One of the issues with a trail of 5,000 blog posts going back over seven years is that sometimes you change your mind on something you wrote a long time ago but the words are still out there. That's the case with the issue of the participating preferred.

Yesterday, I came upon this tweet by Vijaya Sagar Vinnakota:

Vijaya tweet
 

So I clicked thru to the first link and found a post I had written about participating preferred in 2004. In that post I stated "I insist on participating preferreds and get them in almost all of my deals."

Now some of you are wondering what a participating preferred is. I'll give you a brief explanation and then send you off to Brad Feld's blog for a complete description.

In a preferred stock, the investor gets the option of taking their money back in a sale or taking the share of the company they bought. I believe a preferred stock is critical in venture investing. However a participating preferred goes one step further. In a participating preferred, the investor gets their money back and then gets their ownership share of what is left.

Let's do a simple example. Let's say you invest $1mm for 10% of the business. And let's say the business is sold for $25mm. In a preferred (sometimes called a "straight preferred") you get the choice of getting your $1mm back or 10% of $25mm. You'll take the $2.5mm. 

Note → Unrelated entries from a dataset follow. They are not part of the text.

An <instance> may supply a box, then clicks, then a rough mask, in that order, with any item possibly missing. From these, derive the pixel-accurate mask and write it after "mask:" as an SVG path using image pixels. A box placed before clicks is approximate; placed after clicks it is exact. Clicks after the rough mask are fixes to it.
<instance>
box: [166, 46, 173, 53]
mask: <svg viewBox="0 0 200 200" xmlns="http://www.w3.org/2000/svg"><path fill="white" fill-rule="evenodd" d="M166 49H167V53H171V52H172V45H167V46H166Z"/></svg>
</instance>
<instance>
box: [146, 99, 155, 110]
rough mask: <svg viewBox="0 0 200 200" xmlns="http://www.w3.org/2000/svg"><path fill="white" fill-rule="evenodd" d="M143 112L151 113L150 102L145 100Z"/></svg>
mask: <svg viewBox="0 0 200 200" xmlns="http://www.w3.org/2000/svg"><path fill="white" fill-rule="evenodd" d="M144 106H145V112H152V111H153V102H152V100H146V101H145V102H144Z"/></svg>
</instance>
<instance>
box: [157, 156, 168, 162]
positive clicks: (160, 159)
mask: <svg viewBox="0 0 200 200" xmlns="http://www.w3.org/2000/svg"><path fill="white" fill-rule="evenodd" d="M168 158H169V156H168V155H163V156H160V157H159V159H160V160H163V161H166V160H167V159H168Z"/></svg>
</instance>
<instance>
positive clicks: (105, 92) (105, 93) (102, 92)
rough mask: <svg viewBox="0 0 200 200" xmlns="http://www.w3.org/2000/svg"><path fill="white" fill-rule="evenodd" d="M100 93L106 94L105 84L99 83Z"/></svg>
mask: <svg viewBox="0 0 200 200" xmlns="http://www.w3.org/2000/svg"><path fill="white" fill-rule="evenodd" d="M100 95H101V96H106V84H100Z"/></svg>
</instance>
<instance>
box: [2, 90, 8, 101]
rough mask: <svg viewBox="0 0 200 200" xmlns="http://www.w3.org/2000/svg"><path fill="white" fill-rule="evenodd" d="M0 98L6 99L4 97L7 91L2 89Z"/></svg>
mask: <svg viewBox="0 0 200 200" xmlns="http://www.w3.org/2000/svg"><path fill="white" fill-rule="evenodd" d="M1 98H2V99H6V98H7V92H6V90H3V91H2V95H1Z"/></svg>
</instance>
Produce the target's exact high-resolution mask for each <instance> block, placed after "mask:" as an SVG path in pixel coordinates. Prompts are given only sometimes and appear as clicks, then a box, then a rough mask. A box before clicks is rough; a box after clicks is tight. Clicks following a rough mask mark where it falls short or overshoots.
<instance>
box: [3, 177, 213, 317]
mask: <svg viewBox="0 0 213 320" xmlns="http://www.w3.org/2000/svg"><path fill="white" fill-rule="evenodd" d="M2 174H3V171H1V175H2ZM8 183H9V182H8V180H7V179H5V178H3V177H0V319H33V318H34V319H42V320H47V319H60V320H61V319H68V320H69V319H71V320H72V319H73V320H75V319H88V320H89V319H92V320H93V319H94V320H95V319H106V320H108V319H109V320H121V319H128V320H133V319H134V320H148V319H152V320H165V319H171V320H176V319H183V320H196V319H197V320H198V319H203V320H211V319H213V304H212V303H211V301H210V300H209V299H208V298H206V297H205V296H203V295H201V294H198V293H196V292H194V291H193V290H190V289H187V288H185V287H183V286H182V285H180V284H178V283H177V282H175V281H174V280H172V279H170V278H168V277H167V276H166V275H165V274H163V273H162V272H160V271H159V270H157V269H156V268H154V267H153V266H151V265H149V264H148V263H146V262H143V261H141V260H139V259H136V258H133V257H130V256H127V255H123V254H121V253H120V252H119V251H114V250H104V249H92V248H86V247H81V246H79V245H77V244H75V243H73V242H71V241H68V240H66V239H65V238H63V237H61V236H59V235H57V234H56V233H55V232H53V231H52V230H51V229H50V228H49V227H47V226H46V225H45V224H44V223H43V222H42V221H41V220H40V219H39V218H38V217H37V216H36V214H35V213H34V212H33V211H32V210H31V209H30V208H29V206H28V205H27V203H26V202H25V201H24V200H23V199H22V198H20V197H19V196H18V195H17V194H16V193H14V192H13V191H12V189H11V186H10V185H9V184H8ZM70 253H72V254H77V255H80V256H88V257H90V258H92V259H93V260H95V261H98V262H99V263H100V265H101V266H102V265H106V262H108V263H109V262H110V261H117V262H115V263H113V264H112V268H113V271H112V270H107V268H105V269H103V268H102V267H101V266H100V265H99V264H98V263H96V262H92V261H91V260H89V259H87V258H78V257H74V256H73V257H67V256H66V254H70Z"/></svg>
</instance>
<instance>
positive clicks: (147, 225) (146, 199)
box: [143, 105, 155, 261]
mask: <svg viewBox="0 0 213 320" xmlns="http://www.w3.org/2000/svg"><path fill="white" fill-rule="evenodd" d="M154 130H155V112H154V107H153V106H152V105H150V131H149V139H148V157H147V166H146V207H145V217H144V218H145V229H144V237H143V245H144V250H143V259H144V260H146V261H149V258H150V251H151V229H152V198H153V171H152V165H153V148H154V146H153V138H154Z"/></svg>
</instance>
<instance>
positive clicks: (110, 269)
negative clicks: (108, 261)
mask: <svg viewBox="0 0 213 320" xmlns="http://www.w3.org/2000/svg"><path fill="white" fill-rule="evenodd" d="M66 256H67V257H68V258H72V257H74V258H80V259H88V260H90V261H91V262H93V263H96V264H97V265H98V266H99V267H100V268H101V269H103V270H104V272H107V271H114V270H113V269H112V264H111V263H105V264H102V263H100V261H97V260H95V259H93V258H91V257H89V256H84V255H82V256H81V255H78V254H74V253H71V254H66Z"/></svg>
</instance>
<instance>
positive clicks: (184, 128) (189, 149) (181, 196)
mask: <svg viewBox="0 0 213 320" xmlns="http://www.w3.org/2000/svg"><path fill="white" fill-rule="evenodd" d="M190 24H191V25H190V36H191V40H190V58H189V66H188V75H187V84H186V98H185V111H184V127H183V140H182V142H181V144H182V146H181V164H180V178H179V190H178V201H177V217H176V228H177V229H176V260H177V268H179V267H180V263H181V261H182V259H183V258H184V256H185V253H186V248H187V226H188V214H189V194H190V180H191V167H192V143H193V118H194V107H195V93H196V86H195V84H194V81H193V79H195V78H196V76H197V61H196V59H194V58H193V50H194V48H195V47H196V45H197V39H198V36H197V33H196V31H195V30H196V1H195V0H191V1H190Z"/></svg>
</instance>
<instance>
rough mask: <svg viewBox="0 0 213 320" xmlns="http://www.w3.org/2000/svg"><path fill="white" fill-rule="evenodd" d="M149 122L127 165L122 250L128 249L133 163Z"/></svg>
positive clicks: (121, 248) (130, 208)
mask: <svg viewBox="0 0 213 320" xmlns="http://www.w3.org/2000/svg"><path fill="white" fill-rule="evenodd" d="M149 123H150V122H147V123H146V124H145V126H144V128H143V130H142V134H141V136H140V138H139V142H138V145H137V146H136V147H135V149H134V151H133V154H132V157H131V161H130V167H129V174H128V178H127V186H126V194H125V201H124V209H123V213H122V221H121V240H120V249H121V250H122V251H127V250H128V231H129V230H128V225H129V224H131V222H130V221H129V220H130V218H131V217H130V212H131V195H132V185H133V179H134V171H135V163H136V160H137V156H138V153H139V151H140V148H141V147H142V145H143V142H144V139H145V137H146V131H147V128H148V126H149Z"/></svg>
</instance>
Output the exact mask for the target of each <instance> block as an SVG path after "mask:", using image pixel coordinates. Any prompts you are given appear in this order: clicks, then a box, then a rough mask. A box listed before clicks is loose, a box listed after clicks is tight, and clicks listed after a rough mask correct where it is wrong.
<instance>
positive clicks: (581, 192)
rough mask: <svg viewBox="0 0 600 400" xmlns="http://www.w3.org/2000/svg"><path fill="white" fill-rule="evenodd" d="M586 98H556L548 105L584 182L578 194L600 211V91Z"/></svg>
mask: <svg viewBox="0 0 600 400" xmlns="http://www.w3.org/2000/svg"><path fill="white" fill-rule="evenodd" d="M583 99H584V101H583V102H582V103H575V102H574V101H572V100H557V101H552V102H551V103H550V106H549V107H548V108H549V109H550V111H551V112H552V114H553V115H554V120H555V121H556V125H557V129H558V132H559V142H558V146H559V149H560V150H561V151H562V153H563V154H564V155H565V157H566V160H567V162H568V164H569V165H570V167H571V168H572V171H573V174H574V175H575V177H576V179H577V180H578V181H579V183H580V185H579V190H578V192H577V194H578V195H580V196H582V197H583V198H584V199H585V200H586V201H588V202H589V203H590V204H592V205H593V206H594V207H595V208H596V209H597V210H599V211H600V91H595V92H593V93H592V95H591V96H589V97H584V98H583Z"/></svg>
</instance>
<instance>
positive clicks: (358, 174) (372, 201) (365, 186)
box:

But if you own a participating preferred, you get your $1mm back and then you split the $24mm that is left with the founder. So you get $2.4mm of what is left and the founder gets $21.6mm. You end up getting $3.4mm with the participating preferred vs $2.5mm in the straight preferred.

I grew up in the venture capital business in a firm that had the participating feature in its standard term sheet. I believed it was fair, particularly when there was a cap on "double dip" and that is what I believed in 2004 and wrote in the post I linked to above.

My views on this issue have evolved since then. The participating preferred is not in our standard early stage term sheet. It is not in any of our seed investments. We don't have it in "all of our deals." 

However, we do still use the participating preferred in two circumstances. First, it is a great way to bridge a valuation gap with an entrepreneur. Let's say we feel the business is worth $10mm but the entrepreneur feels it is worth $20mm. We could bridge that valuation gap by agreeing to pay $20mm with a participating preferred. If the Company is a big winner, then it won't matter if we paid $10mm or $20mm. But if the Company is sold for a smaller number, say $50mm, then having the participating feature gives us a return that is closer to what it would have been at our target valuation of $10mm.

The other place a participating feature is useful is when the entrepreneur might want to sell the company relatively soon after your investment. In that case, there is a risk that not much value will be created between your investment and an exit. A participating preferred works well in that situation as well.

In both cases where we still use the participating preferred, we cap it at a multiple of our investment, usually 3x. I mentioned that in my post back in 2004 and I have always believed that a participating preferred needs to come with a cap.

So that's my evolved view of this provision. I believe the venture business has changed as the capital required to create significant value in web services companies has fallen dramatically. That capital efficiency brings new economics to venture investing and terms need to evolve to reflect that.